Friday, December 28, 2007

Jill Scott, Silk Wrapped Hurt

"The Real Thing: Words and Sounds, Vol. 3" was released in September 2007. Thus far it had escaped my attention. In todays music biz that isn't saying a whole lot. Total crap manages to reach the top of the charts, gems buried deep beneath it. Then again, Jill Scott is not what you'd call a new arrival. You'd expect a little buzz when a critics favorite releases something new. So the question is, is her album indeed the real thing or is it yet another in line of increasingly dull Nu-Soul albums. As I have posted before I feel Nu-Soul is a flawed problems, stuck in the same radio friendly beats that are hardly capable of making a wave even if you would crank the volume up to eleven.
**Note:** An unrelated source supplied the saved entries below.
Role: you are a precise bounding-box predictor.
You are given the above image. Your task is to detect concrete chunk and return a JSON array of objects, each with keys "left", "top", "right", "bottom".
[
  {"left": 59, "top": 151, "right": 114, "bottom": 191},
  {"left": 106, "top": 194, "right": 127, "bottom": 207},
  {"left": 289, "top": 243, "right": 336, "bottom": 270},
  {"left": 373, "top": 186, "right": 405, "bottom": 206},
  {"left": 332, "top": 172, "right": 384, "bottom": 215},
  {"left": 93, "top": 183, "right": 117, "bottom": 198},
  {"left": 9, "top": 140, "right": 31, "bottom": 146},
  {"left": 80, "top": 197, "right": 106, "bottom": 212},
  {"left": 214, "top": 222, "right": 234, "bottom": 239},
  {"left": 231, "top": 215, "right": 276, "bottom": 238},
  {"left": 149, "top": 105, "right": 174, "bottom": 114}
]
Most Nu-Soul is unfortunately nothing more than wall paper to the numerous lounge cafés that infest the inner cities. With Jill Scott it has always been a hate love thing for me.
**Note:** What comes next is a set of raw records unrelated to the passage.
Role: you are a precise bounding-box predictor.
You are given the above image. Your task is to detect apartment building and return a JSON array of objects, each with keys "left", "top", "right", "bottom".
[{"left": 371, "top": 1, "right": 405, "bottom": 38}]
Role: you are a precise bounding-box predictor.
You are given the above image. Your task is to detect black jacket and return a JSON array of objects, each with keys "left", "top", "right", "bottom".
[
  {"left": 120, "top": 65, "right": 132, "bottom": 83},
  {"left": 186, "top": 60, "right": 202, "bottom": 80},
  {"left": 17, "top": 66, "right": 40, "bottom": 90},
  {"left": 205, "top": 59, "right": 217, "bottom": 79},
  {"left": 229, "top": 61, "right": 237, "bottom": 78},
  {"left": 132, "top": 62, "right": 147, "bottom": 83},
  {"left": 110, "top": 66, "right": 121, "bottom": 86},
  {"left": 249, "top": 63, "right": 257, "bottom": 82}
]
Jill Scott grew up in the city of brotherly love, where she had, by her own account, a happy childhood. In the field of music that is often a handicap. Music is not unlike method acting. You need to be able to draw on your own experience to make the songs of heartbreak and yearning sound convincing. As much as its a cliché that artists have to suffer in order to create, it is almost scientific fact that artists with a monkey on their back, or carrying a heavy load, are the ones that usually deliver the goods. Jill Scott always struck me as somewhat of a exception on this rule. Jill Scott started out as a spoken word artist, a poet at heart. Ruthlessly intelligent, Jill Scott has always had the ability to whip words in the shape she needed them to be. Her lyrics floated somewhere between sharp analyzes of her relations to people, a strong sense of her womanhood and an almost retro sense of Black pride. To top it of, Scott has that kind of gentle voice that is capable of lashing out at unsuspected moments, giving her often too relaxing beats an edge they sorely need. Jill Scott is one of those artists cut and tailored for the Nu-Soul genre that needs to get its conviction out of lyrics and a voice to translate them.
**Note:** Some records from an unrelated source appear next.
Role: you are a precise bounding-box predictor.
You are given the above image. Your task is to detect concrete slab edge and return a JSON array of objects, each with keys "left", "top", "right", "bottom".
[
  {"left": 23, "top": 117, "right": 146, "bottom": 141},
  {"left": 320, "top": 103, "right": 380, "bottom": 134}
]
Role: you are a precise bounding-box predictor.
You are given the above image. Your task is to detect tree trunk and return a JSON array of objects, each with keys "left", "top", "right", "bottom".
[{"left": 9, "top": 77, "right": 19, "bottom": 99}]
"The Real Thing: Words and Sounds, Vol. 3" is one of those albums that doesn't disappoint but doesn't really thrill either. Most of the album again conjures up images of soft cushions, silky sheets, dimmed candle candle light and none to offensive rocking hips. Nu-Soul seems ever stuck in foreplay. Only on, what has apparently been the single, "Hate On Me", things heat up a little. Jill has a chip on her shoulder, a left over from a failed relationship, and makes it known. It's the third track in, getting your hopes up after hearing all this naked raging emotion. Unfortunately the CD settles back in its all too comfortable groove after that. Much of the album deals with broken relationships, the lyrics hold a lot of potential, but it never amounts to anything really interesting. The unsuspecting listener can slide back in his or her comfortable cushion and order another Mojito without his slumber being disturbed. The unsuspecting listener might just play this album to seduce his new girlfriend, hoping to get some action on a record that is built on heartache. Jill has a lot of potential, but what is lacking so far is let it all hang out. Anybody who's seen her in concert knows she can, so Jill, please get to it.